I have this equation
$x^2 \equiv x \pmod {b^m}$
Now I have found something interesting. I could somehow "split" this, but I don't quite understand if it is always working and how to prove it.
Here is what I have done:
First I factorize $b$ into its canonical form:
$b = \prod \limits_{i=1}^{\omega(b)} (p_i)^{(e_i)}$
(with $\omega(b)$ being the number of unique prime factors and $p_i$ being a prime and $e_i$ being the valuation.)
I found out that I can calculate $x$ with this congruence equation:
\begin{matrix} x & \equiv & a_1 & \pmod {({p_1}^{e_1})^m} \\ x & \equiv & a_2 & \pmod {({p_2}^{e_2})^m} \\ & \vdots & & \\ x & \equiv & a_{\omega(b)} & \pmod {({p_{\omega(b)}}^{e_{\omega(b)}})^m} \\ \end{matrix}
I have found out that if I define $a_i = \{0,1\}$ and apply the congruence equation with all possible $(a_1, a_2, ..., a_{\omega(b)})$ permutations, I get all $x$ solutions from the initial quation. $x^2 \equiv x \pmod{b^m}$
Example for $b=10$
$b = 10 = 2^1 \cdot 5^1$
Therefore:
\begin{matrix} x & \equiv & a_1 & \pmod {(2^1)^m} \\ x & \equiv & a_2 & \pmod {(5^1)^m} \\ \end{matrix}
The $(a_1, a_2)$ permutations generate different branches:
Tuple $(0,0)$ generates branch 0 (only one element: $\{0\}$ for all $m$)
Tuple $(0,1)$ generates branch 6 (elements $\{6, 76, 376, ...\}$ for $m=1,2,3,...$)
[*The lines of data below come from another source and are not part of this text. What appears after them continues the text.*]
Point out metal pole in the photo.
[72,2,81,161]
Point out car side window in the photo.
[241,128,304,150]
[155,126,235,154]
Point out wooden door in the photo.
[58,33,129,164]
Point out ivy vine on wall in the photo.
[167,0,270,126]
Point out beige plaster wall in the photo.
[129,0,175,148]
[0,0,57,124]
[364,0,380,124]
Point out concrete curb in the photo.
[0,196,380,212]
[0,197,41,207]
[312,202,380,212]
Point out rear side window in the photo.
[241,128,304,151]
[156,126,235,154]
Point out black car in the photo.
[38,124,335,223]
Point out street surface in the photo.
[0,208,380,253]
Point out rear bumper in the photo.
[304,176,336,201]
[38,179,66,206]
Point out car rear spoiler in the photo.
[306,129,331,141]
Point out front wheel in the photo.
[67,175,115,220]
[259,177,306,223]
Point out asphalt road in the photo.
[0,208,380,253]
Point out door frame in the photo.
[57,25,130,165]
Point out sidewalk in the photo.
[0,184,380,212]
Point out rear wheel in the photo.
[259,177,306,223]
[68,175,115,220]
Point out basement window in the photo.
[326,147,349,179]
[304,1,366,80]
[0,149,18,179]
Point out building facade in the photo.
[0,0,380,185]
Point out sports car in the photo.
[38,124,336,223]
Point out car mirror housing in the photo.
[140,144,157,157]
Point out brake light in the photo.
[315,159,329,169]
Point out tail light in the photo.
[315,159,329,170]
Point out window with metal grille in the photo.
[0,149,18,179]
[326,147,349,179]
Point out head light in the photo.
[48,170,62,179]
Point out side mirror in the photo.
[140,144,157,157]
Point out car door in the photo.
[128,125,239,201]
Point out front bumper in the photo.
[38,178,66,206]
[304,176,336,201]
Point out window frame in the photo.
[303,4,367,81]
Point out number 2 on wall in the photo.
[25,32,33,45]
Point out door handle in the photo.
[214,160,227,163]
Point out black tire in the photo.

Tuple $(1,0)$ generates branch 5 (elements $\{5, 25, 625, ...\}$ for $m=1,2,3,...$)
Tuple $(1,1)$ generates branch 1 (only one element: $\{1\}$ for all $m$)
Questions:
(1) Can you please help me understand why this is the case and how to prove it?
(2) What do I need to do, to make it work with $x^q \equiv x \pmod {b^m}$ as well ?